Los misterios inefables no han sido plenamente divulgados 

4.4. Estas son las explicaciones que tuvimos la audacia de darles, en la medida de nuestras fuerzas, sobre las divisiones de la tierra de Judá. La Escritura nos provocaba, ella que habla de la Jerusalén celestial, de la montaña de Sión y de todas las demás sobre las que está escrito que se encuentran en los cielos. Tuvimos ocasión asimismo de comprender que en todos estos textos de las Escrituras se describen los misterios celestiales.

4.5. Por eso les decimos que no lean esto con fastidio y consideren vil un texto de las Escrituras porque contiene muchos nombres propios. Sepan, por el contrario, que en esos pasajes se contienen misterios inefables y mayores de lo que puede proferir una palabra humana o ser escuchados por los oídos de un mortal. Exponerlos dignamente, en su integridad, es imposible, no solo para mí que soy el más pequeño (cf. 1 Co 15,9), sino incluso para los que son mucho mejores que yo. No sé siquiera si esos misterios fueron divulgados plena e íntegramente por los santos apóstoles. No digo que no sean plenamente conocidos, sino plenamente divulgados.

La experiencia espiritual del apóstol Pablo

4.6. Es cierto, en efecto, que estos misterios fueron conocidos y enteramente comprendidos por aquel que “fue elevado hasta el tercer cielo” (2 Co 12,2 ss.). Y cuando estaba en los cielos contempló las realidades celestiales. Vio Jerusalén, la verdadera ciudad de Dios, también vio allí el monte Sión, en cualquier lugar que esté; vio asimismo Belén, Hebrón y todas esas ciudades de las que se nos describe la distribución echando a suertes. Y no solo vio, sino que también comprendió en espíritu la razón de su ser[2], pues confiesa que escuchó palabras y explicaciones. ¿Pero qué palabras? “Palabras inefables, dice, que no está permitido decir a los hombres” (2 Co 12,4).

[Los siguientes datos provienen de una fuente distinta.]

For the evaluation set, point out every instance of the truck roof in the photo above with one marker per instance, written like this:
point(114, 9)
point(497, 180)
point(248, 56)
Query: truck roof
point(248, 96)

4.7. Ves, por tanto, que Pablo sabe todas las cosas y las comprende en espíritu, pero no se le permitía divulgarlas a los hombres. ¿A qué hombres? Ciertamente a aquellos a quienes decía a modo de reproche: “¿Acaso no son ustedes hombres y caminan según el hombre?” (1 Co 3,3). Pero sin duda las revelaba a quienes no caminaban ya más según el hombre. Se las decía a Timoteo, a Lucas y a todos los discípulos que sabía capaces de recibir los misterios inefables. Y hace una alusión misteriosa en la recomendación dirigida a Timoteo diciendo: “Acuérdate de estas palabras, que has escuchado de mí; confíalas a hombres fieles y que sean idóneos también para enseñar a otros” (2 Tm 2,2).

Conclusión

4.8. Creyendo, por tanto, que hay (misterios) divinos y místicos, hagámonos dignos y aptos para recibirlos por medio de nuestra vida, nuestra fe, nuestras acciones y méritos, a fin de que, después de haberlos comprendido dignamente, merezcamos obtenerlos en la herencia celestial, en Jesucristo nuestro Señor, a quien sea la gloria y el poder por los siglos de los siglos. Amén (cf. 1 P 4,11).



[1] La LXX lee Sarra (cf. SCh 71, p. 464, nota 2).

[2] Lit.: sus razones (rationes eorum).